There is an extense review about adrenal incidentaloma (AI) for the dec-2020 number, although the paper was from April. It's more than 40 pdf pages, so it'll be reviewed in a few posts. here the first. Original article here.
Key points:
- It affects 2% of populations, 7% in >70 and rare <40.
- 2% are malignant and 10% have hypersecretion.
- Autonomous cortisol secretion and pheochromocytoma must always be excluded. Aldosterone secretion only when hypertension or hypokalemia.
- Unenhanced TC is the inicial test of choice.
- Once malignancy is excluded the patient can be discharged.
- Careful evaluation of clinical impact before recommending surgery should be exercised in case of cortisol hypersecretion.
EPIDEMIOLOGY
- Prevalence varies, 1-7%, raising with age, peaking 50-70.
- It is rare in <30, in these cases it must always be investigated to exclude malignancy or hypersecretion.
- No clear gender predominance.
- Mean size 30 mm, those <10 mm must not be further investigated unless clinical suspition.
- Size >40 mm increases cancer risk.
- No clear lateralization.
ANATOMY
- Adrenal cortex comes from mesoderm (urogenital ridge) and medulla from ectoderm (neural crest).
- SF1 (NR5A1) is a key factor for cortex development. By 3 years of age 3 layers are developed (glomerulosa, fasciculata, reticular)
- Adrenals weigh 4 grams, 5x2x1 cm and are extensively irrigated.
PHYSIOLOGY
- Glomerulosa zone secretes 100-200 mcg/d of aldosterone thanks to CYP11B2 enzyme.
- Fasciculata zone secretes 10-20 mg/d of cortisol due to CYP11B1.
- Regulation and hormonal actions are beyond this review's scope.
- Catecholamines derive from tyroxine (TH) → L-DOPA (AADC) → DA (DBH)→ NA (FNMT) → A. FNMT is only in adrenal medulla, NA is also syntetized in sympathetic ganglia and paraganglia.

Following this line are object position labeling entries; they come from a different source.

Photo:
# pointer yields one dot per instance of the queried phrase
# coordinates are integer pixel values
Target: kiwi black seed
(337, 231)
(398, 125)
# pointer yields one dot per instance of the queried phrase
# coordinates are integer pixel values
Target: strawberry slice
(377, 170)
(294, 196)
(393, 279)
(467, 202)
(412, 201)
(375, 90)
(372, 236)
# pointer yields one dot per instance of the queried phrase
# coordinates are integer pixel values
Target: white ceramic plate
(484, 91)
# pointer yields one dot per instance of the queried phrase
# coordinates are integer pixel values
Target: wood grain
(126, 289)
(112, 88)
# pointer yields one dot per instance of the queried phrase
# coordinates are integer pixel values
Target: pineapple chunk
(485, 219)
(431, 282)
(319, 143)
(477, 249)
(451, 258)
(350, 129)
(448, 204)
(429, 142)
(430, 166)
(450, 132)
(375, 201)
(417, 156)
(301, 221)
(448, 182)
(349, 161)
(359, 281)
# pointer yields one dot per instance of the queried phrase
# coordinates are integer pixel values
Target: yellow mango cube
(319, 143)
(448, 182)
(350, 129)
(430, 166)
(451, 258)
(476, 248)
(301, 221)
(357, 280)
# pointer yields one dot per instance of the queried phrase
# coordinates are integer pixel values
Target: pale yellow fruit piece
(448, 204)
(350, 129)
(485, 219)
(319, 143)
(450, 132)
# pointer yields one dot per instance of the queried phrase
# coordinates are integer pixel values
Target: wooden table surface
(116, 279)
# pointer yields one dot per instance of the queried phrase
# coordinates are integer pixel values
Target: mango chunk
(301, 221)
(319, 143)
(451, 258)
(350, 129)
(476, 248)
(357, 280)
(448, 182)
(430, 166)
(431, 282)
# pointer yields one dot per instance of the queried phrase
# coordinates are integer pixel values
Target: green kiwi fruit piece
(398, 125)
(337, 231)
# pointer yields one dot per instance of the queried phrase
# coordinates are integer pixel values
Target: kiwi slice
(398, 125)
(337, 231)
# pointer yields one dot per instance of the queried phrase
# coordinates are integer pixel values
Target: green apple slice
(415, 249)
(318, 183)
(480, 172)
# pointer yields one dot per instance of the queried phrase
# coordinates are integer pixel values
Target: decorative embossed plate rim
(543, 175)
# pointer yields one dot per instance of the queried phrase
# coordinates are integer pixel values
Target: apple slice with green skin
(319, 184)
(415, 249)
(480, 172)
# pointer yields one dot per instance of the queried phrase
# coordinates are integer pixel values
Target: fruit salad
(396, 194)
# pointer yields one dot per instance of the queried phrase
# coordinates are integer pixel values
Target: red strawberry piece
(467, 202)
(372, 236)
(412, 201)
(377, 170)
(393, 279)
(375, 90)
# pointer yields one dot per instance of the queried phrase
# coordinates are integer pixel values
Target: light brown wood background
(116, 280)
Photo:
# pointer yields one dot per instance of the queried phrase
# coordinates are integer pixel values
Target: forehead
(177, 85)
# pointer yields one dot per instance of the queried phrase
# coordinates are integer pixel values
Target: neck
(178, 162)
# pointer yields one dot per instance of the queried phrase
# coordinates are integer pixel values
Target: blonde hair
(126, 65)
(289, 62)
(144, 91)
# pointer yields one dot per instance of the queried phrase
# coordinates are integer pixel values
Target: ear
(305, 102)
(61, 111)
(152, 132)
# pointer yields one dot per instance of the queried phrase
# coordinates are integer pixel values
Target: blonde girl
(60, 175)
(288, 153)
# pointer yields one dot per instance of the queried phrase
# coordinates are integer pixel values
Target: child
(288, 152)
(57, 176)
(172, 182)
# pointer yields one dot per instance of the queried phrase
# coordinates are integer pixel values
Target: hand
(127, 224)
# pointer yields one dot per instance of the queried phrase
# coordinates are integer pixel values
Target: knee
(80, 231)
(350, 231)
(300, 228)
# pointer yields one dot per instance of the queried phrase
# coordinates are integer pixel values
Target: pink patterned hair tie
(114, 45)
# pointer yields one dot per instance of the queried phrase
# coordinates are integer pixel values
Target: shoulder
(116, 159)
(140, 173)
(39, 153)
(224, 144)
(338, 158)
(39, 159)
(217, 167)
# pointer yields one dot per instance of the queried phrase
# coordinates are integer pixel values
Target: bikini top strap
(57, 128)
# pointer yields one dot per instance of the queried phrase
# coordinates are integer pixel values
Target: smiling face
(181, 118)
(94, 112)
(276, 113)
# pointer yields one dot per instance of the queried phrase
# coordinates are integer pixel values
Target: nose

- CA metabolism is varied, NA is deaminated bt MAO to 34 DHPG and by COMT to o-metilated metabolite NMN, A through COMT to MN and DA to methoxythyramine. In pheochromocytoma, 90% of CA are metabolized in the tumor by COMT to o-metilated metabolites MN and NMN. Therefore, these molecules are more reliable tumor markers than A or NA.
HYSTOLOGY.
- Tumors from adrenal medulla are positive to S100 and chromogranin.
- Cortical origin tumors express cytokeratin, alpha inhibin, calretinin and SF1.
- Adrenocortical cancers are positiv for melan A but, unlike melanomas, negative for S100.
- Weiss score >3 is helpful to differentiate adrenal adenoma and carcinoma, and Ki67 is also indicative of aggressive behaviour.
- PASS (pheochromocytoma of de adrenal gland scaling score) and GAPP (grading of the adrenal pheochromocytoma and paraganglioma) are scores to label pheochromocytomas al benign or malignant.